Politisch bewertet die Datenschutzbehörde den Vorschlag nicht, doch Barczok macht klar: „Es besteht kein Zweifel, dass der Jugendschutz auf Social-Media-Plattformen in der aktuellen Form defizitär ist. Für eine hohe Wirksamkeit des Jugendschutzes ist aus unserer Sicht vor allem eine zuverlässige Altersverifikation und eine konsequente Rechtsdurchsetzung gegenüber internationalen Plattformbetreibern notwendig – das gilt für die aktuellen Regulierungsinstrumente ebenso wie für mögliche weitreichendere Altersbeschränkungen.“

Schaper hingegen fordert: Bildung statt Bevormundung. „Kinder und Jugendliche brauchen von klein auf Unterstützung, um digitale Kompetenzen zu entwickeln, angefangen in der Kita über die Schule bis hin zur Ausbildung. Medienpädagogik sollte fester Bestandteil aller Bildungsphasen sein, und pädagogische Fachkräfte müssen entsprechend geschult werden.“

Gleichzeitig müsse die Politik die Anbieter stärker in die Pflicht nehmen, sagt Schaper. „Es braucht also einen ganzheitlichen Ansatz, mit klarer Regulierung, aber vor allem mit einer starken, lebensweltbezogenen Medienbildung.“

Zwischen Symbolpolitik und Wirklichkeit


Ein Social-Media-Verbot für alle unter 16 klingt entschlossen, tatsächlich offenbart es vor allem die Ratlosigkeit einer Politik, die den digitalen Alltag nicht versteht. Die Jugendlichen leben längst dort, wo man sie zu schützen glaubt: im Netz.

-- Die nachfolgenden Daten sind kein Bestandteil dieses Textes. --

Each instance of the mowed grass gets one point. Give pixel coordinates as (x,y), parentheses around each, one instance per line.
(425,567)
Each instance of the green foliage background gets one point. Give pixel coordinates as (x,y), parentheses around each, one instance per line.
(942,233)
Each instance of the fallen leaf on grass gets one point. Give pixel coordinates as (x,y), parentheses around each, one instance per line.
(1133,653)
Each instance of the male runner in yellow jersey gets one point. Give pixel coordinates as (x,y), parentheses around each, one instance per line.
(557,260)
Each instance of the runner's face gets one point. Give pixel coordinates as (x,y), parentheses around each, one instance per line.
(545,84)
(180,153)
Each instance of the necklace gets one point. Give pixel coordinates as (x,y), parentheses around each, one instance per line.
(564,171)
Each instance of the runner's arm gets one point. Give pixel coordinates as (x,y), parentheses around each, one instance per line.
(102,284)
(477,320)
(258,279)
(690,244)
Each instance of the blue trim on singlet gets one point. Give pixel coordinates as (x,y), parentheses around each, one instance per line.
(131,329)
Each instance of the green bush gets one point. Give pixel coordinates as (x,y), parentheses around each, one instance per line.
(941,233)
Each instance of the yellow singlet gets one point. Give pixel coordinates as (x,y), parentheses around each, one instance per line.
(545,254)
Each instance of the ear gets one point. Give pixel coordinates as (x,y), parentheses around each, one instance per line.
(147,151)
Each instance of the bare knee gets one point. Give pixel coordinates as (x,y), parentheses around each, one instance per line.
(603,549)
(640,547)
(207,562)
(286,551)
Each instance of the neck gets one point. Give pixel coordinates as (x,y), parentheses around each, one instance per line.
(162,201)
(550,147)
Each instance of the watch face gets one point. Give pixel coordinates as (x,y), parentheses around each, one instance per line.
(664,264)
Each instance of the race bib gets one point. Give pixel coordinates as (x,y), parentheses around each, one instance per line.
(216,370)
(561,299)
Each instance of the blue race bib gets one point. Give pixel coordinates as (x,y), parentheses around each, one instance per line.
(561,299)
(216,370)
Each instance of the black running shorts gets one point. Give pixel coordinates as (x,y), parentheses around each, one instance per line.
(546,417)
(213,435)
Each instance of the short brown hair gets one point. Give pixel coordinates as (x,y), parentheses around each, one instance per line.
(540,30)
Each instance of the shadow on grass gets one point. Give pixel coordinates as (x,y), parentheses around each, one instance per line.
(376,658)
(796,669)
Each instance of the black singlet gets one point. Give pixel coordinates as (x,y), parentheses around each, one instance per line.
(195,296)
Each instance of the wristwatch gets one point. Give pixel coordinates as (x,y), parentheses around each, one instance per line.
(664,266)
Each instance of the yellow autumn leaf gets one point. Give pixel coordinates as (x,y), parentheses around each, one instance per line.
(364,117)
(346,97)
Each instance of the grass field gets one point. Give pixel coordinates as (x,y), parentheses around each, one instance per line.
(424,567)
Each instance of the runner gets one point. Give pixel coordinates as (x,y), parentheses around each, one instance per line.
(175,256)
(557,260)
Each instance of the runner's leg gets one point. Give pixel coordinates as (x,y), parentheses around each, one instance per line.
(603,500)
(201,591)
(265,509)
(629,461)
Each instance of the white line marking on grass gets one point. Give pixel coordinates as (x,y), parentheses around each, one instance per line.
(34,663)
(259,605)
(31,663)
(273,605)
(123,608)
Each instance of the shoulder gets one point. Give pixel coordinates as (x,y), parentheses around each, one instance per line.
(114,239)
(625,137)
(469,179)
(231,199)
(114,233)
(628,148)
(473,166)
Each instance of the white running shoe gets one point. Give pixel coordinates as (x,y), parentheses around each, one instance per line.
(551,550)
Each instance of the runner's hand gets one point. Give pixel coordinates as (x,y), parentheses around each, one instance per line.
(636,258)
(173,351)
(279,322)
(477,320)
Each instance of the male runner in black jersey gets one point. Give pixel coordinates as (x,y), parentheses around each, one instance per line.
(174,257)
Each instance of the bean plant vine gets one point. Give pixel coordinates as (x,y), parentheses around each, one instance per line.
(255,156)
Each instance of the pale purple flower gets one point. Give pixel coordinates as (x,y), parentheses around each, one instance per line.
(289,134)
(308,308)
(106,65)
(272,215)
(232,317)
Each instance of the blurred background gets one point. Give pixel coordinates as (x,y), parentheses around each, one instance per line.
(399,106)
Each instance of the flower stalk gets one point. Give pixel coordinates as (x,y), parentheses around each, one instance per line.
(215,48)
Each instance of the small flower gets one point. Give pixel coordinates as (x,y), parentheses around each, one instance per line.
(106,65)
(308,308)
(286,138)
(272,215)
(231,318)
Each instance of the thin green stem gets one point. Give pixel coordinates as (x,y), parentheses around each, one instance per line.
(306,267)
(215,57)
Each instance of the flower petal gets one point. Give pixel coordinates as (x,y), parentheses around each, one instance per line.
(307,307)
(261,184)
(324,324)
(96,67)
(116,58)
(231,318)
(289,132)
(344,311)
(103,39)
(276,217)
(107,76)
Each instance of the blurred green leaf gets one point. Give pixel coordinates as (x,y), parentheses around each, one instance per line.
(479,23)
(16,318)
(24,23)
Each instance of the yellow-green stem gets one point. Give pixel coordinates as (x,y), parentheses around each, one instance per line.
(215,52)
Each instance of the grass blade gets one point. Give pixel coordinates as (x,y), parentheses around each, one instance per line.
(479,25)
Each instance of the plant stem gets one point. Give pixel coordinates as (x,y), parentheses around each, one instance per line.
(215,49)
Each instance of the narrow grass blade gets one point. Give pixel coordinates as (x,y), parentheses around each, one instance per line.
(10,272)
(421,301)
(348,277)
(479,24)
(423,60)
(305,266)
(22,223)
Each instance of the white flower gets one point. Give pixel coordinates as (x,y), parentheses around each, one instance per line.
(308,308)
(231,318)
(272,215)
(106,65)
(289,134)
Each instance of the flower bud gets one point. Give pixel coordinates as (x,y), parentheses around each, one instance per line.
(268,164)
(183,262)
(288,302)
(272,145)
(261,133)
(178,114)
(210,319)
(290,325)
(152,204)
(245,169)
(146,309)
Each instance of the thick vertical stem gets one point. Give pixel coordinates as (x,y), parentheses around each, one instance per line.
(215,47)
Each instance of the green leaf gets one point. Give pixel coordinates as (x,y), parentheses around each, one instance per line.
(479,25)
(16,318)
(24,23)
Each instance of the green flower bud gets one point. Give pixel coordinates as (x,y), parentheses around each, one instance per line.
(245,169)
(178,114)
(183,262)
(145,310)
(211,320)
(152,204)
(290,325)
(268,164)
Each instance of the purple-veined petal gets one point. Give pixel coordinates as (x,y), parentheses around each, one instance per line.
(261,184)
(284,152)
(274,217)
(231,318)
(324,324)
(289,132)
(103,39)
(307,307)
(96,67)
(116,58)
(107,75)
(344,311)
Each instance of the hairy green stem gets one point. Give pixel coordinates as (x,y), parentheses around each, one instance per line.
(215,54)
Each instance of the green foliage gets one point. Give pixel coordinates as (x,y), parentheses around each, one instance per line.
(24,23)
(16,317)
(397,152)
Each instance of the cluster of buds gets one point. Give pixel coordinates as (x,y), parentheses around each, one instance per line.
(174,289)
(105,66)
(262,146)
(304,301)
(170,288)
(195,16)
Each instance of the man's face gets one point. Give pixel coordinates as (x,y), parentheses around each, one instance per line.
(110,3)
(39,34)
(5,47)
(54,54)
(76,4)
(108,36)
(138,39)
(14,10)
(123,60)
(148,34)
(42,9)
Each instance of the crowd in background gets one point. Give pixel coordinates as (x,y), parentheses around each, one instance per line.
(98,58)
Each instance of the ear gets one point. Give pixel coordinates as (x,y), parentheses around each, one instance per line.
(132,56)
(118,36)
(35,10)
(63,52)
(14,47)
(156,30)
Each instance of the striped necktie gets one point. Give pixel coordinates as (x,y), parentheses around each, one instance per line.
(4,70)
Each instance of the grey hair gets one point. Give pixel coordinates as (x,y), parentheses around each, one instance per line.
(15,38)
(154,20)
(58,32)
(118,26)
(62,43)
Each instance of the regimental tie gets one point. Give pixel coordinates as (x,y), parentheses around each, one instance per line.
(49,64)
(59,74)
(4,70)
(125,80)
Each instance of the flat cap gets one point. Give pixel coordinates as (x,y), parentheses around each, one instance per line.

Zwischen Symbolpolitik und Realität bleibt nur die Erkenntnis: Wer Kinder schützen will, muss sie begleiten, nicht aussperren. Der wirksamste Jugendschutz beginnt nicht mit einem Klick auf „Verbot“, sondern mit Aufklärung, Vertrauen und Verantwortung – in Klassenzimmern, an Küchentischen, in der digitalen Wirklichkeit. Denn wer jungen Menschen das Internet verbieten will, zeigt vor allem, dass er ihre Welt längst verloren hat.